Charlotte is fortunate to have three very good programs. There may be more but these three easily the best:
- SwimMac Masters - Probably the most traditional masters program in town. There are practices available throughout the day with the main one taking place at 5:30 AM at the Charlotte Latin Facility. Two coaches run 22 lanes of swimmers of all abilities (as well as a subsection of triathletes) They do stroke work, big distance sets, starts, turns, kicksets, the whole schebang. The training calendar is focused around the local swim meets as well as short course masters nationals which is held in a different city each year in May. There is also a small group of swimmers who train for open water events such the Chesapeake Bay 4.4 mile swim.
- MSA - The Mecklenburg Swim Association is an adult aquatic training group that welcomes all ability levels to their Blakeney location. Adult fitness swimmers, competitive pool swimmers and triathletes train together in a team environment. But most importantly the workouts are lead by Patty Waldron, a professional coach who has 34 years of coaching experience, ranging from bubble blowers through professional triathletes to a Masters World Record holder. IMHO, Patty is the best coach in town for adult-onset-swimmers looking to learn to swim and develop proper technique work. MSA offers 11 workouts a week as well as private and semi private lessons.

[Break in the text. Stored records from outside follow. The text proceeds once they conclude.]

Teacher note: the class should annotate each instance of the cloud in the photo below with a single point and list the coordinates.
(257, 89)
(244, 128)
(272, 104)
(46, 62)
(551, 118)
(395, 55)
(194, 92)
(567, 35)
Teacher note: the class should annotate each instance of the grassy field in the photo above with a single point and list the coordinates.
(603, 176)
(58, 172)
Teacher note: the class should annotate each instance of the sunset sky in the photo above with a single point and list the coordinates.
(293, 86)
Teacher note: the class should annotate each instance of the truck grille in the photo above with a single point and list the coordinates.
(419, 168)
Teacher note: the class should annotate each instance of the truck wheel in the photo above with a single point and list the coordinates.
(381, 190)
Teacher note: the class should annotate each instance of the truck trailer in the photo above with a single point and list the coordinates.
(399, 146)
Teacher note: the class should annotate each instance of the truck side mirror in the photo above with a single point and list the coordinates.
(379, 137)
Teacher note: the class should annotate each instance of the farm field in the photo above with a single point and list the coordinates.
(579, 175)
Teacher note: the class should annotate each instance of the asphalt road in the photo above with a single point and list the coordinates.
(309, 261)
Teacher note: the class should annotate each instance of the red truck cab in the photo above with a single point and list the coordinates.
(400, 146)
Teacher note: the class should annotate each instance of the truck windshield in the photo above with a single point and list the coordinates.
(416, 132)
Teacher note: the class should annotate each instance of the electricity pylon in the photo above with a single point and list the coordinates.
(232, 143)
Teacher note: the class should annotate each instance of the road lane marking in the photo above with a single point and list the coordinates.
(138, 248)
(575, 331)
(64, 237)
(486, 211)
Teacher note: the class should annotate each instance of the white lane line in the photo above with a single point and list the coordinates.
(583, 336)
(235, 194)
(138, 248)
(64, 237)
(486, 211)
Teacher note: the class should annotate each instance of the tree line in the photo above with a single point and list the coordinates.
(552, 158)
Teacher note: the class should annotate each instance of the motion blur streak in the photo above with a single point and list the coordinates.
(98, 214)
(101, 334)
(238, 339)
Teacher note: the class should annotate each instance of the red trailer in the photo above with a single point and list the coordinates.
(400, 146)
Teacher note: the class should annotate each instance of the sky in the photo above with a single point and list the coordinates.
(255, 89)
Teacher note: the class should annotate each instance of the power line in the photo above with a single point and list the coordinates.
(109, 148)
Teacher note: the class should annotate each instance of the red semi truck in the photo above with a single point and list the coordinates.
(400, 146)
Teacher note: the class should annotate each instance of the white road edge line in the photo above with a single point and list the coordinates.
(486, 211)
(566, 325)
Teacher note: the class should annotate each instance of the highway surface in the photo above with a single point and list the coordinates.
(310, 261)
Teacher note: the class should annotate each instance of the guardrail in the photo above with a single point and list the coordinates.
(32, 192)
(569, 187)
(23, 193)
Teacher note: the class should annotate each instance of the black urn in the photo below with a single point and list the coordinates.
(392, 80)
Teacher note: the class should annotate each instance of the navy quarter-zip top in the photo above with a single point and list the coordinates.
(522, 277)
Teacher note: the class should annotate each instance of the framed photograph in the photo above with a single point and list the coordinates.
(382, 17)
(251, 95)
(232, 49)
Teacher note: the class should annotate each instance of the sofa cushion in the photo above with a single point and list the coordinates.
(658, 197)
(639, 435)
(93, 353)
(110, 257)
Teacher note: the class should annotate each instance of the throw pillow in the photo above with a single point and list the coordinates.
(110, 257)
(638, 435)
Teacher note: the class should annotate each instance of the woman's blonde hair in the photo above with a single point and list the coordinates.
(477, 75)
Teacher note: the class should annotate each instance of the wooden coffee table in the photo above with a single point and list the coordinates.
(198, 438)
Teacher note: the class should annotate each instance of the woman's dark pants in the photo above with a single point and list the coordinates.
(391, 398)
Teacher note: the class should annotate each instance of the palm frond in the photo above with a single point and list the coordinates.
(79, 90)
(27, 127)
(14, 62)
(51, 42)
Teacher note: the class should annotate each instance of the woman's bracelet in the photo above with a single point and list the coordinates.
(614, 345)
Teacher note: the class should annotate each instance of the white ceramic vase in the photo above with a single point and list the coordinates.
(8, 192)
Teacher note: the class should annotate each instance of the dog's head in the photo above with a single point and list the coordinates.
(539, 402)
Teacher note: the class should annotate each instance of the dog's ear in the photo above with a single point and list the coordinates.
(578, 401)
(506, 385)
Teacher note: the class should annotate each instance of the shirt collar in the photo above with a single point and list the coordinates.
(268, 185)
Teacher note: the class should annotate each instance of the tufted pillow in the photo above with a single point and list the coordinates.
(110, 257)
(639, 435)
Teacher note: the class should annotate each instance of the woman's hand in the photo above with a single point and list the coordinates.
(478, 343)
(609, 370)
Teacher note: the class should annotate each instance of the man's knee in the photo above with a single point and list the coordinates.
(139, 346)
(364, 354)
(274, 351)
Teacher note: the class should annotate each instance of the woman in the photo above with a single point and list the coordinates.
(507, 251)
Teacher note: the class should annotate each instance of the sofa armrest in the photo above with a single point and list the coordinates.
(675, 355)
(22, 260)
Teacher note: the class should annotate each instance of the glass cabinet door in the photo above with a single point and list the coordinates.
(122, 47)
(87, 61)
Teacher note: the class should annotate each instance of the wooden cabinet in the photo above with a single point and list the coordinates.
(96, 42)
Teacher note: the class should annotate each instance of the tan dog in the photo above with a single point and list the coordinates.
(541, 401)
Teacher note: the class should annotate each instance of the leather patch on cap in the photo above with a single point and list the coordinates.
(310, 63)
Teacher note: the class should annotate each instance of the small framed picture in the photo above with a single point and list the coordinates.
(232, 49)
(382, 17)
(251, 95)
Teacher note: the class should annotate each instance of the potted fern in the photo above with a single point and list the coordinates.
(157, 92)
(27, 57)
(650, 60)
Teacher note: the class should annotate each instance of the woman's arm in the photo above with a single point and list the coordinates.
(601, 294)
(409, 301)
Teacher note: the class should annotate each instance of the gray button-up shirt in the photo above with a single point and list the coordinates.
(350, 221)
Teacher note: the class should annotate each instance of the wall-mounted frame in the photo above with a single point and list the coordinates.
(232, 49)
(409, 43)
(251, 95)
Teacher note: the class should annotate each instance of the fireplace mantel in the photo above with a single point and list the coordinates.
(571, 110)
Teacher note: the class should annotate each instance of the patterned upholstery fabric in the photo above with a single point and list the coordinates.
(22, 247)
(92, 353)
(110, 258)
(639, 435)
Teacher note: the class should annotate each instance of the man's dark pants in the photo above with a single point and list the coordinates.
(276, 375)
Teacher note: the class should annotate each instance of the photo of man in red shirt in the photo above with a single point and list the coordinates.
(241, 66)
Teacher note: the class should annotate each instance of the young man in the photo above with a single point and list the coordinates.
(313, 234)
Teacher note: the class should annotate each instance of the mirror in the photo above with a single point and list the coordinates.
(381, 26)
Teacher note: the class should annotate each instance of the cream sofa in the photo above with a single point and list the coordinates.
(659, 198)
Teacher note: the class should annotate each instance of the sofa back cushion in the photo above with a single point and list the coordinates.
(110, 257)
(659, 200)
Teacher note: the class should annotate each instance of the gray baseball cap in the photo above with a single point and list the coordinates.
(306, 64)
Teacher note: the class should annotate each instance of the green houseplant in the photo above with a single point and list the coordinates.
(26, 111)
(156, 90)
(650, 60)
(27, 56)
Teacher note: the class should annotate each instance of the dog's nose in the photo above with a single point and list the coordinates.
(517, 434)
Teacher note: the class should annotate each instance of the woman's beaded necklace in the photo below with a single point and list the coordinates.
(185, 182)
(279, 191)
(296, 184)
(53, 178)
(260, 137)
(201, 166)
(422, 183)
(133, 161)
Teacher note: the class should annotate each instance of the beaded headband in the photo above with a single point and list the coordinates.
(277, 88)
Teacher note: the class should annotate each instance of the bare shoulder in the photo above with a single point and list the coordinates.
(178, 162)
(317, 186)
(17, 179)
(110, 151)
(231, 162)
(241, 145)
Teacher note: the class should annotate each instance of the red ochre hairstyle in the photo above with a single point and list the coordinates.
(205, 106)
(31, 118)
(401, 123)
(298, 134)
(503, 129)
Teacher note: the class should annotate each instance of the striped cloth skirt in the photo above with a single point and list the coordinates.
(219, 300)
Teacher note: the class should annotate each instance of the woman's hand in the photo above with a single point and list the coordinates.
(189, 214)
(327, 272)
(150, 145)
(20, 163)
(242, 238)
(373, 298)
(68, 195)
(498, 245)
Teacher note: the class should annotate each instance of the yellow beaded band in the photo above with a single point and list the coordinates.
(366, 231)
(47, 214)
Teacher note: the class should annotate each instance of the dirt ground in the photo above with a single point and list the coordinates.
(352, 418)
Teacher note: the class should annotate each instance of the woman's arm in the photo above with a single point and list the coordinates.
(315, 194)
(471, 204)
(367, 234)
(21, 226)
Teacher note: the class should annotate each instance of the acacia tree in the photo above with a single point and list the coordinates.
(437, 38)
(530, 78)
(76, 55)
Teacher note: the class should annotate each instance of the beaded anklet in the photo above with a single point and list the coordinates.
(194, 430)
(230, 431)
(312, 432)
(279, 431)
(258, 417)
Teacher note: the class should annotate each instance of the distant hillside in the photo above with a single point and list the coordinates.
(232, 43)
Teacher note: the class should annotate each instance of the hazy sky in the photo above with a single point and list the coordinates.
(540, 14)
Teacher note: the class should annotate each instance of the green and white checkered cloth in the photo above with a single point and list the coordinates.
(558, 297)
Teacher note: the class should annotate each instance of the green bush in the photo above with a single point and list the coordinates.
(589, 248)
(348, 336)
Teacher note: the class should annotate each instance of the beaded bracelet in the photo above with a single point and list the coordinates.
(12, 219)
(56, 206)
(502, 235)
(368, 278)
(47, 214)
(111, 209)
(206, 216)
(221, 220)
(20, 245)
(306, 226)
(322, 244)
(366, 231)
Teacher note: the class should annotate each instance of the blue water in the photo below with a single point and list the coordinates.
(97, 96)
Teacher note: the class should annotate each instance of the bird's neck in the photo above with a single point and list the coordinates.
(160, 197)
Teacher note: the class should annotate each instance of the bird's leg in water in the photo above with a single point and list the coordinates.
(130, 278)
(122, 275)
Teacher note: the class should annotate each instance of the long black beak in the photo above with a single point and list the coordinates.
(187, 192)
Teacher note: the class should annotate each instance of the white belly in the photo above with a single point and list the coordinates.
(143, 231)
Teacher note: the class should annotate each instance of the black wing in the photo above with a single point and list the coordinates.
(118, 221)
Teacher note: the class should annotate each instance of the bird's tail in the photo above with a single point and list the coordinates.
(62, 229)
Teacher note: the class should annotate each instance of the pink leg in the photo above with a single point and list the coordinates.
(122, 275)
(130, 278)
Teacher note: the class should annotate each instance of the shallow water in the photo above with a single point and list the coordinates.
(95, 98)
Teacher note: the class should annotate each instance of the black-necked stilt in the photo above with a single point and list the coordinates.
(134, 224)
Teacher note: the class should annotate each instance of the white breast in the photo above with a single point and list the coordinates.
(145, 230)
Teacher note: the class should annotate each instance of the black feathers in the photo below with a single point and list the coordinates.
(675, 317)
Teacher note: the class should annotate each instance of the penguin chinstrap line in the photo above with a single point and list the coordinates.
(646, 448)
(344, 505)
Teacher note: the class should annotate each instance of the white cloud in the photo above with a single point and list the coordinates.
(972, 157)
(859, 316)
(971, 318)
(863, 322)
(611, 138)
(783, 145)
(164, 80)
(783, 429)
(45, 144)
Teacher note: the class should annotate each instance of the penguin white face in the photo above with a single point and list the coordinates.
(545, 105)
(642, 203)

- MCAC Masters - I switched from SwimMAC to MCAC because I live and work close to uptown. The program was rather lackluster until Jonny "no H" Tango took over but his high energy and positive attitude keeps me coming back. JT coaches intense high volume workouts MWF at 6-7:30. Jeremy Gregory uses long course to focus on technique and pacing work at the same time TTh. Our very own Heather Hageman does a little of both at the workout she leads from 12-1 M-F. While the program takes up a mere 6 lanes at the MCAC, the range of ability levels is pretty wide. All the coaches give a lot of one on one time to make sure the athletes are getting the most out of the workout and ability.